Saturday, 14 January 2017

Plaza de la Catedral

Plaza de la Catedral (Cathedral Square) once occupied a lowly quarter where rainwater and refuse collected.  It was originally known as the Plazuela de la Cienaga - Little Square of the Swamp.  A cistern was built in 1587, and only in the following century was the area drained.

Catedral San Cristobal de la Habana (St. Christopher's Cathedral) is the focal building in Plaza de la Catedral.  It was initiated by the Jesuits in 1748, who were kicked out of Cuba in 1767 but the building was finished in 1777.  The baroque facade is adorned with clinging columns - the Cuban novelist Alejo Carpentier referred to the facade as "music turned to stone".  A royal decree in 1793 elevated the church to a cathedral.
Columns divide the rectangular church into three naves.  The neoclassical main altar is simple and made of wood; the murals above it are by Italian painter Guiseppe Perovani.
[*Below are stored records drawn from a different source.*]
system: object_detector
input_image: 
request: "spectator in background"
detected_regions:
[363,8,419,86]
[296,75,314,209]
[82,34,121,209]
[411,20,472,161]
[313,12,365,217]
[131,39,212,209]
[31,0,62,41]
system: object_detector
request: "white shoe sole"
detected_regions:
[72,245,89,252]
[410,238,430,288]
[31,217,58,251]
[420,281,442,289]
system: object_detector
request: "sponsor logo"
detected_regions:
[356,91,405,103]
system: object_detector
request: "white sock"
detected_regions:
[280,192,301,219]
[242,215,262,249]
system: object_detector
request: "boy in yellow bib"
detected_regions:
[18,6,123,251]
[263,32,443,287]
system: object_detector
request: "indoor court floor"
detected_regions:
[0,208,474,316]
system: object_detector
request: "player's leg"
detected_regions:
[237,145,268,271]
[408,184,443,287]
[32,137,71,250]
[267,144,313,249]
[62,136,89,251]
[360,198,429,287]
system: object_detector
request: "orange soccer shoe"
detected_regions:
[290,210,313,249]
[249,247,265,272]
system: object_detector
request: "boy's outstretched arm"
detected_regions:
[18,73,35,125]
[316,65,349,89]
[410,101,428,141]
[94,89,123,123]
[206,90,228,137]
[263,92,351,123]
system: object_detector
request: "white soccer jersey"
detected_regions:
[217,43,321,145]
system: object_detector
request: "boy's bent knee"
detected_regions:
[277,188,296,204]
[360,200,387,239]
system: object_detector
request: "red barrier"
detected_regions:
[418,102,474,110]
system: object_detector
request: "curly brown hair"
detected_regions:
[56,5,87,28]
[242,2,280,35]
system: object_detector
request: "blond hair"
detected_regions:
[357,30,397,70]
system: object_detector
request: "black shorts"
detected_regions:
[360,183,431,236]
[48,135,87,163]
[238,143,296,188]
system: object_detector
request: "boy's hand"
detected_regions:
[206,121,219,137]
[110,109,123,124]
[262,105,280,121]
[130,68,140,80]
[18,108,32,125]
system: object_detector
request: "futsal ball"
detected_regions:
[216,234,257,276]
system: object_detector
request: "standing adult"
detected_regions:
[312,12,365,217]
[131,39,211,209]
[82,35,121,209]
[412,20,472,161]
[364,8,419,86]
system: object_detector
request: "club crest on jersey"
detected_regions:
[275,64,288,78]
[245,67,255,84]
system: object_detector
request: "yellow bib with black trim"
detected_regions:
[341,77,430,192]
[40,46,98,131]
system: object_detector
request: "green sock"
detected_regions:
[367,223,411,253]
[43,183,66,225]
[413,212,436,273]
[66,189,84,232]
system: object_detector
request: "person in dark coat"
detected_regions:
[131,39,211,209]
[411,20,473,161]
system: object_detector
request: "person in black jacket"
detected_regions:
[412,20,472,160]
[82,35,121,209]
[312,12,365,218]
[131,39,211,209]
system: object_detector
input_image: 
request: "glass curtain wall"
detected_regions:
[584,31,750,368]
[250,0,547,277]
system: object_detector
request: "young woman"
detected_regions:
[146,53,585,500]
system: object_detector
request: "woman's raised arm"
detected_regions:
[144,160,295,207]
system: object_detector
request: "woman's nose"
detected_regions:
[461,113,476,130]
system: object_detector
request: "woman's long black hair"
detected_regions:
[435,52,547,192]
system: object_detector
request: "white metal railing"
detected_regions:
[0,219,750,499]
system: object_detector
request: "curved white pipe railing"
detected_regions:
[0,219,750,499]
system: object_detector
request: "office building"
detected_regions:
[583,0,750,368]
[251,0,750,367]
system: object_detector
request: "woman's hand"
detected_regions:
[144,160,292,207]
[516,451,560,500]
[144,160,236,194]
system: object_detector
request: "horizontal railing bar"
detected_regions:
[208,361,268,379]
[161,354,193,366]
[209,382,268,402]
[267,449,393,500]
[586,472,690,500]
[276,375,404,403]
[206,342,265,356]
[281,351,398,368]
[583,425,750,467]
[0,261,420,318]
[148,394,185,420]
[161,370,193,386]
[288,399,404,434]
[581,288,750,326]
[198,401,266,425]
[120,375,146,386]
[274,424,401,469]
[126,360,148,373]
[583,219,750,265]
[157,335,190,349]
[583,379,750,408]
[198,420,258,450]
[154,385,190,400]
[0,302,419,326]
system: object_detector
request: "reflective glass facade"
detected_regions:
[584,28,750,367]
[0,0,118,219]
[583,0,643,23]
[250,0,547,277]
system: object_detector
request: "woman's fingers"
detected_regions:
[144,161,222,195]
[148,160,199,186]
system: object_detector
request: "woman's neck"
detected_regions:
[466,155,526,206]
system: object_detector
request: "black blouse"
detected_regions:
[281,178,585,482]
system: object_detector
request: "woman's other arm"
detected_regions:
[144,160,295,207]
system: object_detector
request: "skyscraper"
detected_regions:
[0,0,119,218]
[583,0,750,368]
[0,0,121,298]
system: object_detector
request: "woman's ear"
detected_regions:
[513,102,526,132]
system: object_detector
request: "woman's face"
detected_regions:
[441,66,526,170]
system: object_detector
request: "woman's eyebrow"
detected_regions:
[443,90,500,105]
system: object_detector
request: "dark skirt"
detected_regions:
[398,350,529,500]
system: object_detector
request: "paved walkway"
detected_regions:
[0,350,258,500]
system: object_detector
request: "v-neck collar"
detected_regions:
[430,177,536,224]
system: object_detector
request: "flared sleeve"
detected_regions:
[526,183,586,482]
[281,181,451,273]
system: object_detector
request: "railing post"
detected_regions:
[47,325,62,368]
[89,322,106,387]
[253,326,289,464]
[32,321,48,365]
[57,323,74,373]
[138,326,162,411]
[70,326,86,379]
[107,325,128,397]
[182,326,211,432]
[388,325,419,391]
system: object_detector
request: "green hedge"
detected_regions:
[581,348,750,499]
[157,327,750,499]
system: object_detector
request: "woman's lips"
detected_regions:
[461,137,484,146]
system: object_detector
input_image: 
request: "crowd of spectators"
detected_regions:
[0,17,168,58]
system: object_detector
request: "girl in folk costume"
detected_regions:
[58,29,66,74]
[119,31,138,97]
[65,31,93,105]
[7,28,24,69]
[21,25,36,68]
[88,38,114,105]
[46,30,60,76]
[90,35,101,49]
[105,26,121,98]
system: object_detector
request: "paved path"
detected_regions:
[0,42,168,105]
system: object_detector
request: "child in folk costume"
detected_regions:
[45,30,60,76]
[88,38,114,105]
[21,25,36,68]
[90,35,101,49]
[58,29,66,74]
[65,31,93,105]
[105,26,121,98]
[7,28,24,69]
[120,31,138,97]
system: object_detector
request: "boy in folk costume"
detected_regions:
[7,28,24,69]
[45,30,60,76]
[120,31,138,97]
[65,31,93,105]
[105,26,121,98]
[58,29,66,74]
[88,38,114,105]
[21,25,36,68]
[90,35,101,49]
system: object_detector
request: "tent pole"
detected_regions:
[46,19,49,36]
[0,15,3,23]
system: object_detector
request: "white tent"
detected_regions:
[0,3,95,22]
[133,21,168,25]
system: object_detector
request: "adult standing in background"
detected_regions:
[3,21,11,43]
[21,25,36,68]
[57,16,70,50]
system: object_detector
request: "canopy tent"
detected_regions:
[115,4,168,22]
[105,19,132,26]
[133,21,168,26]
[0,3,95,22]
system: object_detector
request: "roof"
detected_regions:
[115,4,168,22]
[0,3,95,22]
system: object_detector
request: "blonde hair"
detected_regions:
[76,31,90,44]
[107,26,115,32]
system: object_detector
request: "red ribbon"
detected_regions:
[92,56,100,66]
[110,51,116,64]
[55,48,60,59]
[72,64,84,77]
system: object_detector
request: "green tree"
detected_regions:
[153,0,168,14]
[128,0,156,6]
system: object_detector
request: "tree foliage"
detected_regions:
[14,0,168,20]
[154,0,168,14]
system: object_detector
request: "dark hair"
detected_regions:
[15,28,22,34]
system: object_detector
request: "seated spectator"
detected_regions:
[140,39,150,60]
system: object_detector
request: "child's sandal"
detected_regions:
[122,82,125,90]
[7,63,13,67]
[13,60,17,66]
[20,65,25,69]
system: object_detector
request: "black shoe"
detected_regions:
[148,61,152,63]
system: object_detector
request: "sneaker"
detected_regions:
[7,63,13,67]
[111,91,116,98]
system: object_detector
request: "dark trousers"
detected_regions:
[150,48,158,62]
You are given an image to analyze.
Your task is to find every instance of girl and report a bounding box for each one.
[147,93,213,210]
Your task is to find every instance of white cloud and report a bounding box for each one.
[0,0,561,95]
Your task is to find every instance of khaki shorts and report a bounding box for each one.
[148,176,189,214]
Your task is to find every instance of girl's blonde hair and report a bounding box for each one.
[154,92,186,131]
Plaza de la Catedral has a home of a former slave trader, built in 1741.  Currently it houses a small post office as it has since 1821 - Cuba's first post office.  The mailbox is set into the wall, a grotesque face of a tragic Greek mask carved into stone, with a scowling mouth as its slit.

A life-size bronze statue of Spanish flamenco dancer Antonio Gades (1936-2004) leans against a column in Plaza de la Catedral.

The back of Casa deal Marques de Arcos, which was built in 1740, is also found in Plaza de la Catedral.  When you're inside the building and looking out the front door this is what you see - which opens up to the Mural Artistico-Historico, painted by Cuban artist Andres Carrillo.